Actually, a considerably lower estimate comes from the GSS.
PAIDSEX Had sex for pay last year: If you had other partners, please indicate all categories that apply to them. d. Person you paid or paid you for sex.
Here are the results since the GSS started asking this question..
(Click in the graph for a larger view.)
Not 16-80%, but somewhere around 5%.

Not to get too Clintonian, but it seems to depend on what the meaning of “sex” is. The GSS respondents probably thought that paying for sex meant paying someone to have sex. Farley’s definition was somewhat broader.
Buying sex is so pervasive that Farley’s team had a shockingly difficult time locating men who really don’t do it. The use of pornography, phone sex, lap dances, and other services has become so widespread that the researchers were forced to loosen their definition in order to assemble a 100-person control group.
So if you bought a copy of Playboy, you paid for sex. And if you looked at it twice last month, you are disqualified from the control of “men who don’t buy sex.”
“We had big, big trouble finding nonusers,” Farley says. “We finally had to settle on a definition of non-sex-buyers as men who have not been to a strip club more than two times in the past year, have not purchased a lap dance, have not used pornography more than one time in the last month, and have not purchased phone sex or the services of a sex worker, escort, erotic masseuse, or prostitute.”
I don’t have Farley’s data. If the control group of nonusers was 100, I assume that the user group n was the same – not really large enough for estimating the prevalence of the different forms of buying sex. How many had paid a prostitute, how many had looked at porn twice in a month? Some people probably think that there’s a meaningful distinction between those two. The implication of much of the Newsweek article is that they are all “sex buyers” and that they therefore share the same ugly attitudes towards women.

Shocked, Shocked

July 19, 2011
Posted by Jay Livingston
Several teachers and administrators in Texas were shocked to learn of the report.
“That’s astronomical,” said Joe Erhardt, a science teacher at Kingwood Park High School in the Houston suburb of Humble, Tex. “I’m at a loss.”
From the New York Times article about a study of disciplinary procedures in Texas schools. Thirty percent of students had been suspended or expelled; with “in-school” suspensions included, the rate is 60%.

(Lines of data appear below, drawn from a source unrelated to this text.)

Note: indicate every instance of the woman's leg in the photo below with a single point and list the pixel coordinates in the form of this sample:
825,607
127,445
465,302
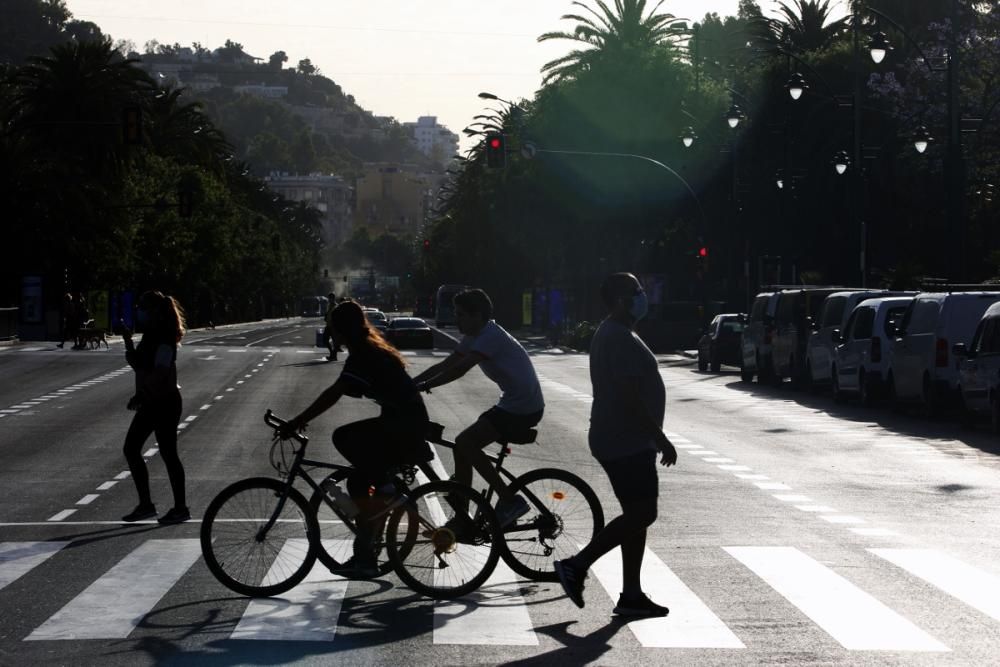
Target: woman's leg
140,429
167,418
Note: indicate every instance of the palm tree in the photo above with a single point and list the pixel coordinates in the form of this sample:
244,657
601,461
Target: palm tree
804,26
610,33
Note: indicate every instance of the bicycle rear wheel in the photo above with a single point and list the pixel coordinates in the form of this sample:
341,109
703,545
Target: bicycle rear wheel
243,557
449,554
565,515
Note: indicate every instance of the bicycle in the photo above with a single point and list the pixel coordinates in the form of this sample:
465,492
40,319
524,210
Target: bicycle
565,513
260,537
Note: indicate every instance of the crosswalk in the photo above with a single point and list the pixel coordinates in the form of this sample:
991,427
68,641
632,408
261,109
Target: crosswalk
115,603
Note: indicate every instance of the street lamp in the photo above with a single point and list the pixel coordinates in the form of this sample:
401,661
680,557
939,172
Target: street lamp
796,86
841,161
921,139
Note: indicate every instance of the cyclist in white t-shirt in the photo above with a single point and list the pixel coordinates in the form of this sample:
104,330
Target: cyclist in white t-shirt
487,345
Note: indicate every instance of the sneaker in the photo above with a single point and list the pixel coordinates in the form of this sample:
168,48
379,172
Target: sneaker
140,512
639,607
571,579
357,568
511,511
175,515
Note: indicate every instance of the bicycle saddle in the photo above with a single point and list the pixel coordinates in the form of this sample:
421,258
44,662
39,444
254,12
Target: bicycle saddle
525,437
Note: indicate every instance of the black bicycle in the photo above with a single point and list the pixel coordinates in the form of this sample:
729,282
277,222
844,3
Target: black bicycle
260,537
565,514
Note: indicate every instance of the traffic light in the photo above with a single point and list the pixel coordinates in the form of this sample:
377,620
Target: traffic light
496,151
132,125
185,202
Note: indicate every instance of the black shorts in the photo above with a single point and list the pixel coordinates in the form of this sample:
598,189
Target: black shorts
634,477
509,425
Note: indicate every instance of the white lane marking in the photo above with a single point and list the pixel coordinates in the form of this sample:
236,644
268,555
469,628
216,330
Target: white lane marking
494,615
691,624
19,558
841,518
855,619
815,508
772,486
308,612
112,606
977,588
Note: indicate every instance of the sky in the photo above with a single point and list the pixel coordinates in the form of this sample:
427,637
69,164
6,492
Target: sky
400,58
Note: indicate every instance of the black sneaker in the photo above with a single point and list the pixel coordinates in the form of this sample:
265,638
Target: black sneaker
140,512
175,515
638,607
571,579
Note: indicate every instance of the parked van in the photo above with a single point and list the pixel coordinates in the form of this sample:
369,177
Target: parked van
836,309
979,368
797,313
860,366
922,367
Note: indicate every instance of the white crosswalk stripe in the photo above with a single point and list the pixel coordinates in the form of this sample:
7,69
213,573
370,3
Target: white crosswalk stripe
112,606
497,615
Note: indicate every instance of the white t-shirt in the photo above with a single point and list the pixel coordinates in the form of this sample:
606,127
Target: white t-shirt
507,364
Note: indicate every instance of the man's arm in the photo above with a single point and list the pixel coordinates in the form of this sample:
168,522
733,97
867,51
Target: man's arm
453,367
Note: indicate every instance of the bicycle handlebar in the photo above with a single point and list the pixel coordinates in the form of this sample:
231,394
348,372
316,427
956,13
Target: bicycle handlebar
278,424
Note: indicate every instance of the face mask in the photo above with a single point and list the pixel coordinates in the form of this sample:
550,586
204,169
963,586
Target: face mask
640,306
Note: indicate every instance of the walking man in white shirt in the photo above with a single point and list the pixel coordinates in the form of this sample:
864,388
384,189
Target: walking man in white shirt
487,345
626,432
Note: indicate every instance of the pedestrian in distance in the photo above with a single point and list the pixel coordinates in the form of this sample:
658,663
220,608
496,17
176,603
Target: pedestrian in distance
68,326
504,361
626,433
157,402
376,370
328,340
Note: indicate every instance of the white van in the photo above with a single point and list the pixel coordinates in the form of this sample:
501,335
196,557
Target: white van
979,368
860,365
836,309
922,366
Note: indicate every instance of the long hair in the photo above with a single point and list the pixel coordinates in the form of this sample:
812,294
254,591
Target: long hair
350,322
167,315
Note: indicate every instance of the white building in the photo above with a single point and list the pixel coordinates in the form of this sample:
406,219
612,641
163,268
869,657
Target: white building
327,193
433,140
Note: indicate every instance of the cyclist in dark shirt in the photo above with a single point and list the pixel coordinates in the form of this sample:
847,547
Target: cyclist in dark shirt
374,369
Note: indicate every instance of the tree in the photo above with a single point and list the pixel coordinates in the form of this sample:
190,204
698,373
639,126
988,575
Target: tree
306,67
610,33
802,27
277,59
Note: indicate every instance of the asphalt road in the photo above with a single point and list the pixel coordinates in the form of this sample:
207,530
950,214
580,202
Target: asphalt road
792,530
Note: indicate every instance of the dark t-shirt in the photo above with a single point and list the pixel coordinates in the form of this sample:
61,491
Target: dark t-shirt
376,375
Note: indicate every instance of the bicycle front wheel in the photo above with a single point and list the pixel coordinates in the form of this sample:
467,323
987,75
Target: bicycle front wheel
565,514
247,556
451,553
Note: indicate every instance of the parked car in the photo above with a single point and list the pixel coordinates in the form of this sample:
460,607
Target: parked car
979,368
836,309
409,332
796,314
922,367
377,318
755,341
720,344
860,366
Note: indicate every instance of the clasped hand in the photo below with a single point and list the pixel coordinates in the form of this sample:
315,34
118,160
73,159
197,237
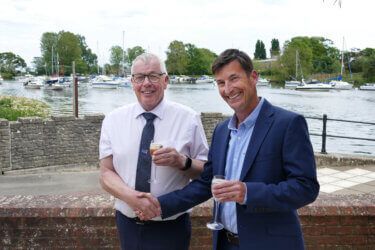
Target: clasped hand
146,206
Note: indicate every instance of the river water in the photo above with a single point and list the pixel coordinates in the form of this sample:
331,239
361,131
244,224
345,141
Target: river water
353,105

The great state of Texas has an incarceration rate higher than that of all but a handful of states. Since the Supreme Court started allowing death penalty laws in 1976, Texas has executed four times as many people as has the next most execution-friendly state. It accounts for nearly 40% of all executions in the US.

So why should anybody be surprised that Texas schools deal with kids by punishing them? Punitiveness seems to be a fairly strong element of Texas culture. Even before today’s report, it was well known that nearly all school districts in Texas allow corporal punishment. In 2006-07, the most recent year I could find statistics for, 49,000 Texas kids were paddled in school.

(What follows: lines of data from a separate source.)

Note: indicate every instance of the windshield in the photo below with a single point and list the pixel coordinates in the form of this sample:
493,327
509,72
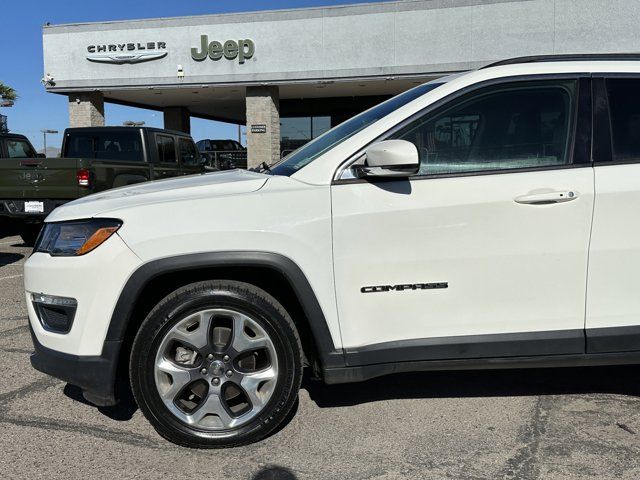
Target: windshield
309,152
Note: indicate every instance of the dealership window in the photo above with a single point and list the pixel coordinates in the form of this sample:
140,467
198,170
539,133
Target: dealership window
624,104
19,149
166,149
296,131
112,145
506,127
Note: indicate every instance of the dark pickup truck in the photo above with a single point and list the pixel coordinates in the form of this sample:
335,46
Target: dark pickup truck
92,159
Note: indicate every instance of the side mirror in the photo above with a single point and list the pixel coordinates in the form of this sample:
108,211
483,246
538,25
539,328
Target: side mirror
390,158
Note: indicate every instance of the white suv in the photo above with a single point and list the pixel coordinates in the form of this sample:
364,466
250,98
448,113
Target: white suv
485,220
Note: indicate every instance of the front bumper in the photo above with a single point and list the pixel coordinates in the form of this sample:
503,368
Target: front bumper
83,356
95,375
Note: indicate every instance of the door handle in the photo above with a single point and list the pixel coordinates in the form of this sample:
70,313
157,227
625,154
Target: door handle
547,198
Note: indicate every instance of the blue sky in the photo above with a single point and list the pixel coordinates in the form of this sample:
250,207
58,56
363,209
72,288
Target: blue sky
21,56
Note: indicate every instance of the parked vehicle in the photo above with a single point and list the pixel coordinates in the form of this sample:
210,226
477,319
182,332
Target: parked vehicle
92,160
485,220
223,154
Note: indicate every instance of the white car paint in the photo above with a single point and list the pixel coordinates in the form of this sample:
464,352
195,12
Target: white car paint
512,267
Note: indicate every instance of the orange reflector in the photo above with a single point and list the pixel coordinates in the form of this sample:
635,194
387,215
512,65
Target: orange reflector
96,239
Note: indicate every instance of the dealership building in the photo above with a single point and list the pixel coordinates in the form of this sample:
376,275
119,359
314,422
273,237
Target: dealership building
289,75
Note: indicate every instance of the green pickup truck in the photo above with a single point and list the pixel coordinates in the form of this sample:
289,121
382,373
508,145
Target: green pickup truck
92,159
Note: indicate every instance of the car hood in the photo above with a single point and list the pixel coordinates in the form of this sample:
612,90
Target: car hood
207,185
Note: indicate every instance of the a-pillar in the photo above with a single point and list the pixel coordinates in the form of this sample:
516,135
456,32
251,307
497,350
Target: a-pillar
263,125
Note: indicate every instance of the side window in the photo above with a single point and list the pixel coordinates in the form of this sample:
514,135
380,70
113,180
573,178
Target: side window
508,127
18,148
188,152
624,107
166,149
113,145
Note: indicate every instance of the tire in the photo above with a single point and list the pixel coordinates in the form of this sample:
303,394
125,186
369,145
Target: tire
29,233
245,342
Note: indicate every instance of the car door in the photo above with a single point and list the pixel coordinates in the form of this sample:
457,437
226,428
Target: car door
613,301
115,156
190,161
484,252
166,165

As for the effectiveness of suspension and expulsion
“We see so many kids being removed from the classrooms for disciplinary reasons, often repeatedly, demonstrating that we're not getting the desired changes in behavior,” Thompson [one of the authors of the report] said. “When we remove kids from the classroom, we see an increased likelihood in that student repeating a grade, dropping out or not graduating. We also see an increased likelihood of juvenile justice involvement.” (From the Houston Chronicle)
Will the report affect state and school policies. Maybe. But I suspect that this will be another instance where values (ideas about what is good) shape beliefs (ideas about what is true). If cultural values hold that punishing bad behavior is right, people will cling to the belief that punishment is also effective, i.e., that it reduces bad behavior. People who cherish these ideas will dismiss the evidence from this report and others as wrong or irrelevant. If they refer to these studies, they will be careful to put the word in quotation marks. You might have to pay attention to a study, but you can ignore evidence from “studies.”